# When will my puppy start to shed?



## Huskr25 (Jan 11, 2013)

Hello everyone! So I was playing with milo today and noticed his fur has begun to get a little lighter in color. (He was deep gold when I got him at 7 weeks a week ago) seeing that, it got me thinking when he will start to lose his puppy fur and start shedding. Have your puppies started to shed and if so when? 

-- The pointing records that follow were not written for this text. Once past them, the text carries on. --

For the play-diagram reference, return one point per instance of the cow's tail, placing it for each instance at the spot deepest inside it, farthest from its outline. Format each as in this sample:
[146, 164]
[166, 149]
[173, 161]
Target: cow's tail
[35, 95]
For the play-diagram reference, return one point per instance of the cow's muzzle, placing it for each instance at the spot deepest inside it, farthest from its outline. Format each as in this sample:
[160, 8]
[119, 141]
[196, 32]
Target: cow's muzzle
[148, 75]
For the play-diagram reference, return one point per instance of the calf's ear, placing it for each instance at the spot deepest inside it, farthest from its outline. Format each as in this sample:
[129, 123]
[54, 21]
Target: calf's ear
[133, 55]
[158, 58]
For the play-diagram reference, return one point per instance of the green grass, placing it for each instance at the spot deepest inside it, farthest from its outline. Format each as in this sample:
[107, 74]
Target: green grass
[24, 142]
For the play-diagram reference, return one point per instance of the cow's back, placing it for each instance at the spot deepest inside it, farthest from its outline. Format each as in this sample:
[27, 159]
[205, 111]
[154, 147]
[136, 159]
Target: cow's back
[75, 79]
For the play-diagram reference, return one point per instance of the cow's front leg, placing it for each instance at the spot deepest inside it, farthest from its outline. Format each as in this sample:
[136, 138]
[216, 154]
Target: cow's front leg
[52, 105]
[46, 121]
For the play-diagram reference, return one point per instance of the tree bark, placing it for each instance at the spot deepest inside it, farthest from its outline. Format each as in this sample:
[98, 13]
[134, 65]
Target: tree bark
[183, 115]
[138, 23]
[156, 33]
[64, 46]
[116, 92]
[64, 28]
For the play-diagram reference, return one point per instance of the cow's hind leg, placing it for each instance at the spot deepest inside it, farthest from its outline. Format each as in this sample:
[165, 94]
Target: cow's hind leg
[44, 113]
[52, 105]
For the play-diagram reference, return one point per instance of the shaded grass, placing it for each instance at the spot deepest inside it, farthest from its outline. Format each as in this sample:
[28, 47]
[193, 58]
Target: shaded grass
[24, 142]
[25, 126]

Sent from Petguide.com Free App


----------



## mickeychick (Jul 19, 2012)

Liberty didn't really start to shed until she was about 6 - 7 months old. Boy does she shed now! I have to vacuum every day!


----------



## quietpoet2004 (Sep 10, 2012)

Toby is about 5 months and has started shedding, a LOT. Also have to vaccuum several times a week.


----------



## KatieBlue'sMidnightSky (Feb 22, 2011)

Shedding, what's that?


----------



## ally1h (Nov 27, 2012)

I started noticing my puppy's adult coat start to come in at about 3 1/2 to 4 months of age. That's about when he started shedding. Now that he is almost 5 months its getting worse, hahaha. I invested in a good vacuum. It was expensive, but is worth it's weight in gold. Seriously.


Sent from Petguide.com Free App


----------



## Deber (Aug 23, 2011)

On my two they started losing their puppy coat around 4 mo but not a lot of shedding, but at 7 mo both dogs started shedding a lot. Know I would comb a "dog" worth of hair off them each day, but it eventually slowed down. They still lose hair daily but controlable. Now we have a major shed in the spring and then just regular during the year, but always hair is coming out and growing back in. Invest in a good vaccum and wear clothes the color of your dog so hair doesn't show so badly.


----------



## MyLady Heidi (Jan 16, 2013)

Deber said:


> On my two they started losing their puppy coat around 4 mo but not a lot of shedding, but at 7 mo both dogs started shedding a lot. Know I would comb a "dog" worth of hair off them each day, but it eventually slowed down. They still lose hair daily but controlable. Now we have a major shed in the spring and then just regular during the year, but always hair is coming out and growing back in. Invest in a good vaccum and wear clothes the color of your dog so hair doesn't show so badly.


So you just made my perfect arguement for why I need a new camel hair coat. lol I have always been one to try to match my stuff to my pet or buy clothes that hair doesn't cling too so bad. Having lived with cats most my adult life it is the only way to even look remotely presentable all the time. I guess my desire for an all black wardrobe is going to suffer. I find my dogs hate stretchy lace (one of my favs and fringe or fake fur) they like to ruin every look I try to put together. 

My dogs haven't started shedding yet, but I doubt we are going to be spared the enevitable. Oh well, the Kirby is at the ready.


----------



## GuliblGuy (Sep 26, 2012)

We just noticed Barley is shedding a LOT lately...so it definitely picked up at 6 mos for us.


----------



## USAFWife74 (Jan 13, 2013)

Ellie hasn't really begun to really shed....she's just shy of 9 months. She gets a daily brushing, and I do notice that helps. I was at a friend's house last night and her 4 year old golden was much, much hairier! =)


Sent from Petguide.com Free App


----------